To:      Faculty, students and staff
From:  Thomas F. Rosenbaum, Provost

As Wednesday’s email to the campus community from Karen Warren Coleman and myself observed, the recent demonstration and resulting arrests at the Center for Care and Discovery have sparked conversations across campus about issues related to student protests, policing, health care, and the University’s relationship to its neighbors. I should like to report to you now plans for three faculty-led dialogues that will provide venues for broader, campus-wide engagement with such concerns. These examinations of University values and aspirations will supplement the more formal and focused review processes already taking place.

First, Michael Dawson, John D. MacArthur Distinguished Service Professor of Political Science and Director of the Center for the Study of Race, Politics and Culture; Dr. Doriane Miller, Associate Professor of Medicine and Director of the Center for Community Health and Vitality; and Deborah Nelson, Associate Professor of English Language & Literature and Deputy Provost for Graduate Education, have kindly agreed to shape a wide-ranging discussion on the impact of Sunday’s demonstration from the perspectives of race studies, community relations, and graduate education.

Second, I will constitute a faculty committee to review and make recommendations about practices and policies regarding dissent and protest on campus. Should protests in healthcare and research facilities with patients and technical equipment be treated differently than those in instructional or administrative buildings? How do we think about protests that include both University affiliates and community members? What are the roles of the police and University staff and the responsibilities of protesters? The committee will be chaired by David Strauss, Gerald Ratner Distinguished Service Professor of Law, and staffed by Associate Provost for Faculty and Student Affairs Ingrid Gould. It will solicit broad input from the University community.

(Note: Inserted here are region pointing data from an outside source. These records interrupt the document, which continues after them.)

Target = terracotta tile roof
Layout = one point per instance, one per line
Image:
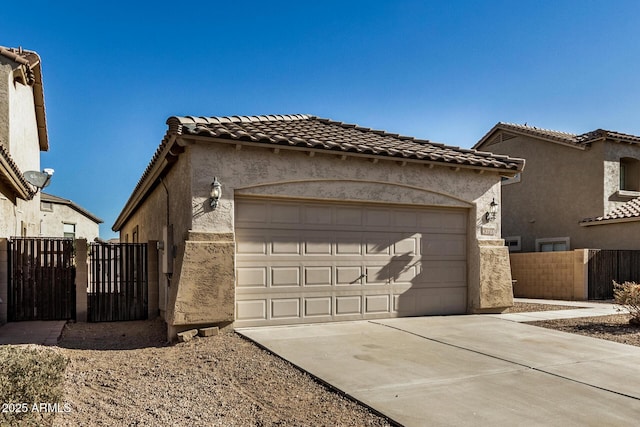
(629, 210)
(581, 140)
(23, 57)
(45, 197)
(312, 132)
(10, 173)
(32, 76)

Third, the Medical Center’s leadership will host a discussion of the role of University of Chicago Medicine in providing healthcare to the South Side of Chicago including inpatient, outpatient, emergency room, community programs and trauma care.

As always, we make progress in understanding the issues at hand through a robust exchange of ideas from different perspectives. I encourage everyone to participate in these dialogues.